The Obama administration's use of drones has been a matter of controversy not only in Pakistan, which is serving on the UN Security Council with the US, but also in Yemen, whose human rights minister says she has complained to the US about particular killings of civilians.
The acting chief of Somalia's mission, Omar Jamal, is in fact neither the Permanent Representative nor Deputy Permanent Representative -- both, Jamal told Inner City Press, are away on business. But Jamal made his comments about US drones on camera, reiterating that he spoke for the TFG.
Last month when Amnesty International issued a report on executions, Inner City Press asked AI's representative to the UN about US drone strikes, as rationalized by Attorney General Eric Holder, and the response was that the US strikes are not viewed as judicial executions.
Inner City Press was told that the US State Department's legal department might be responding but has yet to see such a response. Once aware of one, it will be published.
Meanwhile, the head of UN Peacekeeping Herve Ladsous proposed in a closed door session of the UN Special Committee on Peacekeeping that the UN start using surveillance drones, as exclusively reported by Inner City Press then subsequently confirmed by the UN.

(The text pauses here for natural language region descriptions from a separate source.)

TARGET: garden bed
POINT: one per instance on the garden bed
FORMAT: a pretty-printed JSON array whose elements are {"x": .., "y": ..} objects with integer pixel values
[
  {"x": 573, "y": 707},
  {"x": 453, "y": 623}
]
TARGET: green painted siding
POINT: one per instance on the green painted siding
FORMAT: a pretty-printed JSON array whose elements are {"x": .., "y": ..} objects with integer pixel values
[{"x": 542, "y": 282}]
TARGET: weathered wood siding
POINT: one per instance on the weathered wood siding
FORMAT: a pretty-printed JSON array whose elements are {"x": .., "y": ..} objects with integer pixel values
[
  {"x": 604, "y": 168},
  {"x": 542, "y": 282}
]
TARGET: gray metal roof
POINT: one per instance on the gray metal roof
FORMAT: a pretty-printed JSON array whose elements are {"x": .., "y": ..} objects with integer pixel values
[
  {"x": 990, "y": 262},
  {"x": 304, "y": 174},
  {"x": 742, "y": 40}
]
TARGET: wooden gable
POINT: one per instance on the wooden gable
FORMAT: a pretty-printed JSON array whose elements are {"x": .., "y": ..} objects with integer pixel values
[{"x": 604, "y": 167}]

A member of this C-34 Committee tells Inner City Press the word is that Ladsous, the fourth Frenchman in a row at the top of UN Peacekeeping, already has a French company, Thales, in mind. Watch this site.
From the US Mission transcript:
Inner City Press: Yesterday the Somali mission's first secretary, Omar Jamal, held a press conference, among other things here. And he said that his government, the TFG, has given permission to the U.S. to use unmanned aerial vehicles or drones to make strikes in Somalia fighting Al Shabaab. So it seems sort of-I wanted to know, is that the case? And what is the U.S.'s role itself-I understand, in your national capacity-in actually fighting Al Shabaab who has claimed credit for this national theater bombing?

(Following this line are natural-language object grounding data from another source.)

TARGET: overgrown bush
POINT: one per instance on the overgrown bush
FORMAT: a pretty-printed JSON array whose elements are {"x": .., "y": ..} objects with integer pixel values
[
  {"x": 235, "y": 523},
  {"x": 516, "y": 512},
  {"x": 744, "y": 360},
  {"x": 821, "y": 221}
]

Ambassador Rice: I'm not going to get into matters that relate to intelligence. I will say that the United States has been and remains extremely focused-as do all members of the international community-on combating the terrorist threat that Al Shabaab poses, as an active threat not only to Somali but to the people of the region and beyond, in particular, given its active affiliation with Al Qaeda. So we'll continue to work with partners in Somalia and beyond to deal effectively with the Al Shabaab threat.